In a move intended to “advance the industry debate on pre-hedging”, the Financial Markets Stability Board (FMSB) has published a Spotlight review on the practice.
The paper cites with approval ESMA’s definition of pre-hedging as any trading activity undertaken by an investment firm:
- where the investment firm is dealing on its own account, and the trading activity is undertaken;
- to mitigate an inventory risk which is foreseen due to a possible incoming transaction;
- before that foreseeable transaction has been executed; and
- at least partially in the interest and benefit of the client or to facilitate the trade.
The paper tries to help firms delineate the difference between inventory management, pre-hedging and front-running, summarizing key distinguishing factors in a helpful table, which has been reproduced in a simplified form here:
Key characteristic | Front running | Pre-hedging | Inventory management |
---|---|---|---|
Uses information provided by customer related to upcoming trades | Yes | Yes | No |
Requires knowledge on the nature of upcoming trades | Yes | Yes | No |
Transaction solely benefits the trader taking advantage of the impact of the upcoming trades on the market | Yes | No | No |
Designed to benefit the client and executed in a manner not meant to disadvantage the client | No | Yes | No |
Uses client information in the normal exercise of its function | No | Yes | Yes |
Short-term strategy to manage immediate anticipated risk exposures from expected or potential client trades | No | Yes | No |
Ongoing activity of position adjustment to respond to market fluctuations and optimise holdings (reasonably expected near-term demand) | No | No | Yes |
It also identifies a range of key factors, organized into three main categories, which may help firms determine whether pre-hedging may be appropriate given the specific circumstances:
Client considerations | – Client consent / express request not to pre-hedge – How the client may benefit from the activity – Client relationship – How often the client requests RFQs that do not result in a trade |
Transaction / market considerations | – Liquidity of the instrument – Size of the transaction – Prevailing market conditions and any relevant pending market events – Spread compression and any potential price impact of pre-hedging as well as the degree to which the price impact is expected to decay over the pre-hedge horizon – Method of execution – voice; electronic; algorithmic (this will influence, among other things, the timing and nature of disclosures) – Trading protocol – RFQ (bilateral or competitive; number of liquidity providers in competition; information on direction of RFQ); orders or enquiries; price streaming public transparency regime for instrument |
Liquidity provider considerations | – The nature of the relationship between the liquidity provider and client/counterparty and the service being provided – Position of the liquidity provider’s book at point of request, taking into account its overall exposure across its trading activity – Likelihood of additional near-term related transactions |
According to the paper, areas of heightened focus for market participants when considering whether pre-hedging is appropriate include:
- liquidity and prevailing market conditions;
- size;
- method of execution;
- trading protocol; and
- post-trade review.
The more detailed discussion of each of these areas illustrates the potential for very different approaches by firms to pre-hedging, leading to a lack of market consensus, which is driven by some of the complexities also highlighted in the case studies that form the backbone of the paper.
The case studies included in the paper are pithy and focus on pre-hedging and risk-management considerations while also considering both firm and client perspectives.
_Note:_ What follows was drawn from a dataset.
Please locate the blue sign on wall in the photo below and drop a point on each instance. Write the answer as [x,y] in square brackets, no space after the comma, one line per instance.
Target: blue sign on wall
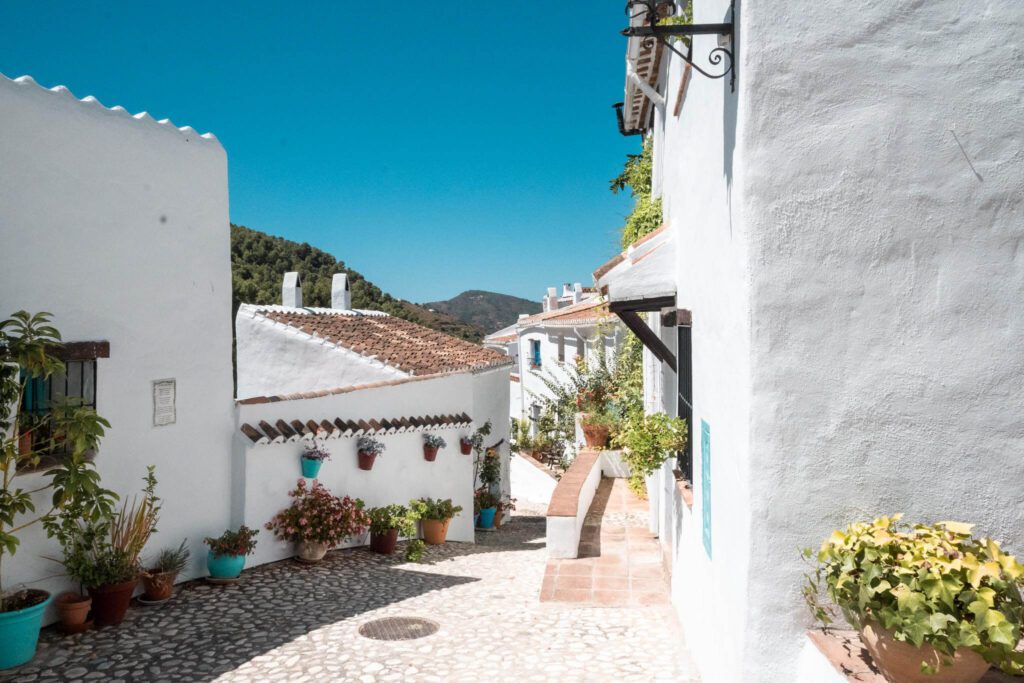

The case studies cover the following scenarios:
- RFQ in liquid instrument;
- application of pre-hedging principles to 2-way RFQs;
- risk management and conflicts of interest;
- illiquid RFQ;
- pre-hedging and price discovery;
- fixed income ETFs;
- new issuance swap.
This is a very helpful paper on a particularly thorny topic and one well worth reviewing in detail by operational and compliance teams at firms engaged in pre-hedging activity.